Canfor again takes top lumber producer spot
Canadian mills overcame duties in 2002
The seventh annual survey of lumber producers confirms that Canadian sawmills right across the country were able to overcome stiff US countervailing and anti-dumping duties to post lumber production gains in 2002. However, output results were mixed geographically. Western Canadian companies recorded gains averaging seven to eight per cent, while eastern companies were challenged to hold volumes to their 2001 levels.

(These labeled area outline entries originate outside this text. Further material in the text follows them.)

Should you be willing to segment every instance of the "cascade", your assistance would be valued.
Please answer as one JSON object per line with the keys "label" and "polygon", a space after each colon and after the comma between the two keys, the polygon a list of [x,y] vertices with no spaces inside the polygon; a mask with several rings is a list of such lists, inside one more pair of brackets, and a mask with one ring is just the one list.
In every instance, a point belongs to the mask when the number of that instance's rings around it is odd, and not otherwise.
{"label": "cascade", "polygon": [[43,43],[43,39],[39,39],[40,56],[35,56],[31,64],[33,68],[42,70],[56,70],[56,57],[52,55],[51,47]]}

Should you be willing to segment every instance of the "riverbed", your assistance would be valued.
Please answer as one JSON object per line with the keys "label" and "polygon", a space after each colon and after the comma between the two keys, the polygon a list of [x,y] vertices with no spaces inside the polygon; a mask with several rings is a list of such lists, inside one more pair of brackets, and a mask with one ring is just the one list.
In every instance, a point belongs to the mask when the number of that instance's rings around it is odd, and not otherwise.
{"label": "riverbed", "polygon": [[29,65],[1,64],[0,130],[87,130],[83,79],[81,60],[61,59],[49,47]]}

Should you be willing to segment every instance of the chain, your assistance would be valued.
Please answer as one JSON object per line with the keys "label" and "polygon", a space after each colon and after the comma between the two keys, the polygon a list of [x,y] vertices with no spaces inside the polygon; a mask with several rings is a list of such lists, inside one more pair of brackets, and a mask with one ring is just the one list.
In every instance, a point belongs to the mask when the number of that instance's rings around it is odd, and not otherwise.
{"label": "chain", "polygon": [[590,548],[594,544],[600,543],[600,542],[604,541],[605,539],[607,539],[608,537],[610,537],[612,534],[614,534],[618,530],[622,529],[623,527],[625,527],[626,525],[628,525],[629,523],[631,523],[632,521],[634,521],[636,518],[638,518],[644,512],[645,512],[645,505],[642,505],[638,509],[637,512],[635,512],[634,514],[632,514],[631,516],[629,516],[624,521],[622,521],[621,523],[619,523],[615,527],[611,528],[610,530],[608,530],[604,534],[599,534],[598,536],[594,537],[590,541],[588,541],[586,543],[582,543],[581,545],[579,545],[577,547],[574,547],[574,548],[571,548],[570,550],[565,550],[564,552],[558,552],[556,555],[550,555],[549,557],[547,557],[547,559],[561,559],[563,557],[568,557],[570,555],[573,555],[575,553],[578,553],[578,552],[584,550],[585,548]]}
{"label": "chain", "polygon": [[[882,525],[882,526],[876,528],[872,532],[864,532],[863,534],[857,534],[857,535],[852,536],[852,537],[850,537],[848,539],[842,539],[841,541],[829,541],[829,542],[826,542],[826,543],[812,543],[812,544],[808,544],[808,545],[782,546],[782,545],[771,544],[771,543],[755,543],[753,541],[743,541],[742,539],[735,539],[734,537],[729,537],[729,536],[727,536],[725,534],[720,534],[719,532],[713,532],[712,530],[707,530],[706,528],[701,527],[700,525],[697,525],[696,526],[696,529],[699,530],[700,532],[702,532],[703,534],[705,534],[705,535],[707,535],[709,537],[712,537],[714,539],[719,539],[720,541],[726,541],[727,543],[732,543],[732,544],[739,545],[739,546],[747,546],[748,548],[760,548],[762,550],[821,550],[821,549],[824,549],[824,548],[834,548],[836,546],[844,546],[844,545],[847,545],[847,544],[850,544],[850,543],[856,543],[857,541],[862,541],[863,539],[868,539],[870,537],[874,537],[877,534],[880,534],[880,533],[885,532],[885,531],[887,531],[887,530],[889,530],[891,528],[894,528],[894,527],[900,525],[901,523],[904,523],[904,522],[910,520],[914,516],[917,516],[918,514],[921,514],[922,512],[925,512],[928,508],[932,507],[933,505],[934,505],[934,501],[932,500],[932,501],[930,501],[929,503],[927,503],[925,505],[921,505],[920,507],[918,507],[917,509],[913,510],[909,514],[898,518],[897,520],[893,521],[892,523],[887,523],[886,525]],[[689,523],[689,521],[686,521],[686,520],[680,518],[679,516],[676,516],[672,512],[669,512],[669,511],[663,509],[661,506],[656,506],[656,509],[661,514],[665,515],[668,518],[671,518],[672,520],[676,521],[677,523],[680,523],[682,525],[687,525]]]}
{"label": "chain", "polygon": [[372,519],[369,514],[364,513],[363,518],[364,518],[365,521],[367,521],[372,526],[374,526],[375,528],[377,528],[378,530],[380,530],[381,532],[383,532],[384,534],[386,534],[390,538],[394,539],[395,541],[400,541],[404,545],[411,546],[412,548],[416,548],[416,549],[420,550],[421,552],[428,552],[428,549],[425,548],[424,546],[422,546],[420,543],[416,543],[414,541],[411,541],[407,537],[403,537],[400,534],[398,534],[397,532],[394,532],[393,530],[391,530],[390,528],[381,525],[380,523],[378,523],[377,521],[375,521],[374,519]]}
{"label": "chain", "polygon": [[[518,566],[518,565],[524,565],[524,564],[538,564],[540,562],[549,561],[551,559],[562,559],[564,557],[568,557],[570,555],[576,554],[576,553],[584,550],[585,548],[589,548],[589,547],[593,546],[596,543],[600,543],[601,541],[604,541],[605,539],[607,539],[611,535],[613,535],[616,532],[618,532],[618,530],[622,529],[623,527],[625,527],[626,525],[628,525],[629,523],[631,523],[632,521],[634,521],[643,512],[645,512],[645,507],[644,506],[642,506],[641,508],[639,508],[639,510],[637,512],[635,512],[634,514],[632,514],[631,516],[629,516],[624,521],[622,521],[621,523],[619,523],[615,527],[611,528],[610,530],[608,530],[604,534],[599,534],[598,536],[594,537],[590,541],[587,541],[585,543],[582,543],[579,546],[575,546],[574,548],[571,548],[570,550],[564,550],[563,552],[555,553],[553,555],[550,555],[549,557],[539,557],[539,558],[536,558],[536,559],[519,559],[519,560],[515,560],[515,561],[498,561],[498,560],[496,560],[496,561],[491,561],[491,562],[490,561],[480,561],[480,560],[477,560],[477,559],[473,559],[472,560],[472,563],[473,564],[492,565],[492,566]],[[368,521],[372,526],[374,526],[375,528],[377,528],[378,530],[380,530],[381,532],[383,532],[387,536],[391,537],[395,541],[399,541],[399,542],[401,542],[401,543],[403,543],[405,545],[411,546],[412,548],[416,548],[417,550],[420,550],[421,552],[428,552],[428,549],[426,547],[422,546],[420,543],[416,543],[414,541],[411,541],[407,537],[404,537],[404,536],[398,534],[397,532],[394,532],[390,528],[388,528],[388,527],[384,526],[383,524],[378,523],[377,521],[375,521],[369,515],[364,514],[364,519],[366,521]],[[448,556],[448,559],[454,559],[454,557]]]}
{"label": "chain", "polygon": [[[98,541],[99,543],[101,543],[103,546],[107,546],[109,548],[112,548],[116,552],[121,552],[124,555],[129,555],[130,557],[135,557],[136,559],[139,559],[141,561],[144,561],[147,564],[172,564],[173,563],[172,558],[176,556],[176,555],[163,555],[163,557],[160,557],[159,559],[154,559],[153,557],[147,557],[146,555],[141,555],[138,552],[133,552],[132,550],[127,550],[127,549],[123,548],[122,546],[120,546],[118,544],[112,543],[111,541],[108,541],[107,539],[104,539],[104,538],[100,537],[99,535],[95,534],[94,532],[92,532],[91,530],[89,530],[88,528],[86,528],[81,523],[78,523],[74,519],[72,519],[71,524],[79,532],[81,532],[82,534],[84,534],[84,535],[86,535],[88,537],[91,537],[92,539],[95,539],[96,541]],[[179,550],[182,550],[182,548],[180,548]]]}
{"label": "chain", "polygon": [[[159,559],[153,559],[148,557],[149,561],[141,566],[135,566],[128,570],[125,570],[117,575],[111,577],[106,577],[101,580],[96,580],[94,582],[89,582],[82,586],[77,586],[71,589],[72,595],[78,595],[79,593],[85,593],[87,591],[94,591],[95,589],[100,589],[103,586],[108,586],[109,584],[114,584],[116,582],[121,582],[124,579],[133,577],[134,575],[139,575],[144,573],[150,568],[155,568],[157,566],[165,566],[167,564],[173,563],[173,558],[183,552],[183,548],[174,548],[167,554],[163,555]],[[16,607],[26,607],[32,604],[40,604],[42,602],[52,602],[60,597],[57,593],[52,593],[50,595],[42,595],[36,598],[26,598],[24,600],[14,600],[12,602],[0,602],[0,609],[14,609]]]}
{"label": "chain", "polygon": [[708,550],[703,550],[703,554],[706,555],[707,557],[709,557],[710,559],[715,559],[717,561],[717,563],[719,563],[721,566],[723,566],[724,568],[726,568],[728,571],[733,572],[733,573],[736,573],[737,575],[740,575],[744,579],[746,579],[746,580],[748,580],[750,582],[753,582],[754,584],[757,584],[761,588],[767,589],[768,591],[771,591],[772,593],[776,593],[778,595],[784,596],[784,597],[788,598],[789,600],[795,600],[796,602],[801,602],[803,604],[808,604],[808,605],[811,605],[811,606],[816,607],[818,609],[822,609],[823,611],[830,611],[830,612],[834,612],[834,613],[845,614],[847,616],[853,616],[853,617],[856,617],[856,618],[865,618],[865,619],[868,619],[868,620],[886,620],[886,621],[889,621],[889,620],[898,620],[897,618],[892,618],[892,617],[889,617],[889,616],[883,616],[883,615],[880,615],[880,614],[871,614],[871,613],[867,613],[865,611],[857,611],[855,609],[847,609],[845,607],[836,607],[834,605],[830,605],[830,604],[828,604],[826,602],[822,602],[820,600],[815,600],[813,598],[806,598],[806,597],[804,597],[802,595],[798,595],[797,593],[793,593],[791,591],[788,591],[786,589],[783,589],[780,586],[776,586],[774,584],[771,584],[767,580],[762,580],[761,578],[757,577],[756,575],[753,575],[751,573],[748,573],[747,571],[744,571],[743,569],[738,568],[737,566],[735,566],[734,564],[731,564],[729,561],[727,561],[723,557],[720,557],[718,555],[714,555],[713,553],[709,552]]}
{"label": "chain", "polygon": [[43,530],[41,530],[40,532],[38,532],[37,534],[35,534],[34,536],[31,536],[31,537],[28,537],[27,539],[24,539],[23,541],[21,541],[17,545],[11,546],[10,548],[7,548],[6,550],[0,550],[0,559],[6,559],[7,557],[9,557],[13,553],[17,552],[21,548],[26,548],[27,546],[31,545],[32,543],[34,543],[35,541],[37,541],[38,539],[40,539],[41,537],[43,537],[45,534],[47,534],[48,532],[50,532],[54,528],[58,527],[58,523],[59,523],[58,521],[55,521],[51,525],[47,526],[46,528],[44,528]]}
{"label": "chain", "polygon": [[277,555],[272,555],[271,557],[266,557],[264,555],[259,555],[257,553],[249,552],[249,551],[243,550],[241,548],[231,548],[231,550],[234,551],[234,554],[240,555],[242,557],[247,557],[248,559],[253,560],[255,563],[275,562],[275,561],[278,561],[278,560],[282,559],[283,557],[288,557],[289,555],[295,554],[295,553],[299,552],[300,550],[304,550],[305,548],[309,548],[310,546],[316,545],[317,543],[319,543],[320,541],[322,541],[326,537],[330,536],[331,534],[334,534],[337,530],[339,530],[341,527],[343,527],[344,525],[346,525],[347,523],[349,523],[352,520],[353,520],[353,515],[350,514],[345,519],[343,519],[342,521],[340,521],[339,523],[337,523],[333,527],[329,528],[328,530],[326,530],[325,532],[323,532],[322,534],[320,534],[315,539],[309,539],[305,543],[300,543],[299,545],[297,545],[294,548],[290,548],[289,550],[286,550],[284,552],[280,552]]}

The annual list of Canada’s Top 30 Softwood Lumber Producers is researched and compiled by R E Taylor & Associates Ltd and WOOD Markets Monthly newsletter and is published jointly by Logging & Sawmilling Journal and WOOD Markets Monthly newsletter. BC-based Canfor Corporation was Canada’s largest lumber producer in 2002—for the fourth year in a row. As with the last three Top 30 surveys, there were no significant shifts in company rankings—the move from the end of quotas under the Softwood Lumber Agreement in 2001 to punishing US duties in May 2002 has paralyzed normal business activities for virtually all Canadian companies.
Aside from a few single and small sawmill acquisitions, all was quiet on the consolidation front in the Canadian forest industry. Rather, it was another year of survival in the face of uncertainty surrounding US–Canada negotiations on softwood lumber, and the problems associated with current duties averaging 27 per cent. The annual survey shows—as it did in 2001—few changes in the rankings of the top 20 firms.
The only change of note was the rise of West Fraser to number two spot and the slide of Abitibi-Consolidated to number four. Despite the duties on US-bound shipments and sawmill returns that hit 16-year lows, lumber output in Canada rose by an estimated one billion board feet in 2002, to hit 29.5 billion board feet. Ten Canadian companies attained the one-billion-board feet production mark in 2002, up from eight in 2001. Canfor’s SPF lumber production totaled 2.817 billion board feet at its 13 mills in BC and Alberta.
This huge 550-million-board feet increase from 2001’s 2.265 billion board feet can be partially accounted for by three-shift production at some mills in the second half of 2002. At the number two spot, up from number four in 2001, was West Fraser Timber, with 2.065 billion board feet from its 14 Canadian mills (including its share of production from three joint-ownership mills but excluding its US-owned mills). West Fraser also added one mill in 2002 with its purchase of Skeena Cellulose’s Smithers, BC mill.
Weyerhaeuser Canada was ranked third, with 2.001 billion board feet at its 12 SPF mills (including three in Ontario and six coastal BC operations). Slipping to fourth was Abitibi-Consolidated. With mills stretching from BC to Quebec, the company came in at 1.892 billion board feet, down five per cent. The Slocan Group held its fifth-place spot, with 1.62 billion board feet despite temporary curtailments at two of its nine mills starting in late August.
Slocan and West Fraser remain Canada’s lowest-cost SPF manufacturers. Tembec retained sixth spot with 1.155 billion board feet of softwood production from its mills (including three in BC). Weldwood (a division of International Paper) climbed by one spot to come in at number seven, with 1.142 billion board feet at its seven mills (including three joint-venture mills).
Privately held Buchanan Lumber was ranked number eight, with an estimated 1.1 billion board feet from its seven Ontario mills. Tolko Industries was ninth, with 1.038 billion board feet from six operations in BC, Alberta and Manitoba (the company’s first taste of the billion-board feet threshold). Domtar retained tenth spot with 1.016 billion board feet at its 12 mills in Eastern Canada.
The top 30 lumber producers accounted for 23.53 billion board feet—or 80 per cent—of Canada’s total production of approximately 29.5 billion board feet in 2002.